What he’d told his doctor (this is how he thought of Félix Rey, though it had been more than a week since he’d seen him) was true. His room at Arles suited him right down to the ground. He did no work on his project and his laptop PC remained unopened even to write the letters he had promised his pals back in Indianapolis. If he’d been able to bring himself to write any letters at all in that room they would have been to Theo, but Miller had no brother, let alone any Theo, and the idea of spilling the beans about himself to anyone else struck him, even after his performance in the music room, as an absurdity, even an act of hubris. (The one time he did turn on the laptop all he did was doodle, making odd designs and even faces out of the period, exclamation point, pound, asterisk, paragraph, section symbol, ampersand, dollar, slash, percentage, left and right bracket, single and double quote, plus, minus, cedilla, diacritical, tilde, hyphen, underscore, and other signs he did not know the name for on his keyboard. Alas, Miller thought as he turned off his PC, I’m no Van Gogh.)

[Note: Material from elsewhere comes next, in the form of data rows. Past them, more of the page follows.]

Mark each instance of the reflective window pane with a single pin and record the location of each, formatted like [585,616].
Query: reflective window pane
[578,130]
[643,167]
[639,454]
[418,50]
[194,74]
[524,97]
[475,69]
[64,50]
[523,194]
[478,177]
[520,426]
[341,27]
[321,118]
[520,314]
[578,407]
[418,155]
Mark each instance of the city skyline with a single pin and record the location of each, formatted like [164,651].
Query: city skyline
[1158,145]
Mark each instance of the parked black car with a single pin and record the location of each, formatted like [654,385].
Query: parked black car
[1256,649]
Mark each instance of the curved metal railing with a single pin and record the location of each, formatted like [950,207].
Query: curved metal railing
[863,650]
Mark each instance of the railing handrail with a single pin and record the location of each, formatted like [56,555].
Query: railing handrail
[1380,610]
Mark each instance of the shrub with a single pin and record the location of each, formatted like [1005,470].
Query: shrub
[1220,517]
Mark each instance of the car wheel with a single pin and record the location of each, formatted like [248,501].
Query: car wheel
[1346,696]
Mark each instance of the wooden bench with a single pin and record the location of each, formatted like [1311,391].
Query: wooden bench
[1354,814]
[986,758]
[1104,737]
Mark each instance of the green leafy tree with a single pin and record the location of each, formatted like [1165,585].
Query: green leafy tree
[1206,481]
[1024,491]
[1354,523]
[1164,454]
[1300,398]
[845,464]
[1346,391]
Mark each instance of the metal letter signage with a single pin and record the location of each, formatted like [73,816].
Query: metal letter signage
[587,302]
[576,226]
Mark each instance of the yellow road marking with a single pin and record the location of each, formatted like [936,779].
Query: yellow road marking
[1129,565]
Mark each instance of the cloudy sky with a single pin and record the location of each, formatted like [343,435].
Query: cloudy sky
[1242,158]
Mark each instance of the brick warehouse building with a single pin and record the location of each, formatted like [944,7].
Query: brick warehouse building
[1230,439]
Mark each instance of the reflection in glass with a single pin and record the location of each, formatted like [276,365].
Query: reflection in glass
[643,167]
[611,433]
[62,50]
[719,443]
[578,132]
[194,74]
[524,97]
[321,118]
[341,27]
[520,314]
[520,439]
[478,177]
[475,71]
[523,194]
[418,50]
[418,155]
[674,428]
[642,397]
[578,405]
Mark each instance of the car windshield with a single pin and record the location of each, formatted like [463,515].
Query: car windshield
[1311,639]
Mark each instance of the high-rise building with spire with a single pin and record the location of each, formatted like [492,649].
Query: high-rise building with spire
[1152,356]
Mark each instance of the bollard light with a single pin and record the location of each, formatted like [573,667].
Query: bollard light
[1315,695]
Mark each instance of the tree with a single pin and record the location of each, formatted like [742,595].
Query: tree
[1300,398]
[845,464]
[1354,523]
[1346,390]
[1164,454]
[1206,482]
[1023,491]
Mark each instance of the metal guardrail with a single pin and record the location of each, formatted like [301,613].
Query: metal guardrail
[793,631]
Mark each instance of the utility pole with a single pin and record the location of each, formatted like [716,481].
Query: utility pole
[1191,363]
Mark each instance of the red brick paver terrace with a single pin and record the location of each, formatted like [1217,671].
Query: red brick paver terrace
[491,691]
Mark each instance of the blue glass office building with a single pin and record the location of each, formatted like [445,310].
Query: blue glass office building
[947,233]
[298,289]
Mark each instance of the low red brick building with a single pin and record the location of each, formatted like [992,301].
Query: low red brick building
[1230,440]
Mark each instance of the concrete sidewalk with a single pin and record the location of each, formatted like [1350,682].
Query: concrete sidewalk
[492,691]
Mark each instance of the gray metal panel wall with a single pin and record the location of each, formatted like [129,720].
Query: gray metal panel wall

On the whole, however, if only to avoid the Fellows’ questions, he usually chose to be away from Number 2 Lamartine Place more often than he chose to be in it.
So he would find himself—the weather had been amazing—outdoors, sometimes taking a bus to the edge of town and then striking off on his own. Or, if the bus went to some small village nearby, getting off there and then striking off. Once he rode all the way out to Saintes-Maries-de- la-Mer, about twenty-five miles from the city. When he stepped down from the bus and out into the dusty street (more a lane than a street) he had the sense of having been there before. Perhaps he had passed through on the coach during the long ride from Marseilles to Arles his first day in France. This might have been one of those places he’d been momentarily jolted awake and that had left him with his few rough impressions of that journey. But the name of the village was familiar, too. Surely he wouldn’t have retained that as well. While he was looking at the row of peculiar but quite beautiful cottages with their layers of tiered, dyed thatch like actual crops of roofs contoured into the architecture, and their whitewashed sides like thick stucco brushstrokes, it occurred to Miller that he had seen this street before. Not on the bus but in one of Vincent’s paintings. Then a wind blew up, filling his nose with the strong smell of brine. Of course! thought Miller, cuffing his head, suddenly recalling one of those first weeks of the second term of his freshman year in high school. La plume de ma tante! It’s like riding a fucking bicycle! Saintes-Maries-de-la-Mer! Nothing was wasted in life. Those vocabulary lists! He knew his French would come in handy one day. “Mer” means sea! Then, facing the wind, tracing the source of that brine, turning this way and that, going up one lane and down another, he came at last to a clearing from which he could see the Mediterranean and where there, on the beach, lined up it seemed to Miller almost exactly as they had been lined up in Van Gogh’s painting of the scene, were four pretty little fishing boats, one red, one green, and two blue, their anchors struck into the sand. Their owners were nowhere about. Indeed, except for one shining white gull, the only other signs of life were four other boats diminished in the distance in the Gulf of Lions.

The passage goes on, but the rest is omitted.